We concluded from this and other similar collected experience from 12 other centers which also performed EVAR to treat ruptured AAAs, whenever it was feasible, that EVAR was a better way to treat these patients than open repair. This conclusion was based on superior 30-day mortality rates from these 13 preferential EVAR centers of 19.7 % after EVAR and 36.3 % after open repair. This conclusion was reinforced by the ~12 % of ruptured AAA patients who were prohibitive risks for open repair but who could be treated successfully by EVAR [14].

However, there were several groups who disagreed with this conclusion mostly on the basis of single-center or registry controlled trials showing no mortality benefit from EVAR compared to open repair for ruptured AAA treatment. These groups believed that the good results reported for EVAR were based on case selection rather than EVAR superiority, while we believed that the good EVAR results were based on the strategies, techniques, and adjuncts for performing EVAR [14, 15].

Nevertheless it is fair to say that EVAR remains controversial in this setting, and randomized controlled trials (RCTs) have been demanded by many.

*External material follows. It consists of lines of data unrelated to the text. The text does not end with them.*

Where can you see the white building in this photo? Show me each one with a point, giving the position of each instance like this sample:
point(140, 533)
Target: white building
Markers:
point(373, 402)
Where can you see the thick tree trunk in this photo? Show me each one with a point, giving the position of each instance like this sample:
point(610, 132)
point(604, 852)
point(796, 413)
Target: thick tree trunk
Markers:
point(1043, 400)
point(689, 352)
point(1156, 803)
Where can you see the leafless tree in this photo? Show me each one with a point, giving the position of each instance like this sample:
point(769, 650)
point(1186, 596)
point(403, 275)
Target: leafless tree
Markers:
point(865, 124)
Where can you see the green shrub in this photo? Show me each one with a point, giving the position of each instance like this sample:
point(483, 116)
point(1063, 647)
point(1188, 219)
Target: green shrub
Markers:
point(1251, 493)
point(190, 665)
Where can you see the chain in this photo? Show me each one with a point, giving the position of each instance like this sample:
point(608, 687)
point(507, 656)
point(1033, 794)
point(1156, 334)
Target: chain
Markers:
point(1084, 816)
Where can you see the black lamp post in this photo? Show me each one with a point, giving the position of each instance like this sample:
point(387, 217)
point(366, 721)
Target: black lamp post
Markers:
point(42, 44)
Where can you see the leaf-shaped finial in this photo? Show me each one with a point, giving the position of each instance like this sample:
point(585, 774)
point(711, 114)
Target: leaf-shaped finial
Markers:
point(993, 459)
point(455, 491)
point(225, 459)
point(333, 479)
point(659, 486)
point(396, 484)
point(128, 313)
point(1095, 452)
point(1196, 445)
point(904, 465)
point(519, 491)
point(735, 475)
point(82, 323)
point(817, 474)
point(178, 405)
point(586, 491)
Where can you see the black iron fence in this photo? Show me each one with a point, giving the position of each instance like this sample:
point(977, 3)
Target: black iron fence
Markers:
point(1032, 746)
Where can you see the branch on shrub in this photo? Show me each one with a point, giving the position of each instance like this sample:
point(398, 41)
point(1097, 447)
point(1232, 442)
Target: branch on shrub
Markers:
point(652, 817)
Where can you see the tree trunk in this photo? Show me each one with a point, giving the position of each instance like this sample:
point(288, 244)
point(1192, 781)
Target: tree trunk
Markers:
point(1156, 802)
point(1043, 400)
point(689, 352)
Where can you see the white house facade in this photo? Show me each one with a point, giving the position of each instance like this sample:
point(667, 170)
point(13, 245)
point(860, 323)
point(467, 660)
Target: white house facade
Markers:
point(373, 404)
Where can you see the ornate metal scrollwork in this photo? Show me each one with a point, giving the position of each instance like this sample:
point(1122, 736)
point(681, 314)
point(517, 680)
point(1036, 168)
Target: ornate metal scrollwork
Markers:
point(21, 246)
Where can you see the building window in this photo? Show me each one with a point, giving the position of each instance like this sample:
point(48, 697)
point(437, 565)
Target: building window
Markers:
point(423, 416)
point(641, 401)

Three such RCTs have recently been completed and their results published [17–19]. All three of these RCTs concluded that there was no mortality benefit from EVAR when compared to open repair for ruptured AAAs. As discussed in Chapter XX and a recent article [20], it is our belief that all three of these trials were flawed in various ways and that these RCTs were either inconclusive or reached a conclusion that was misleading.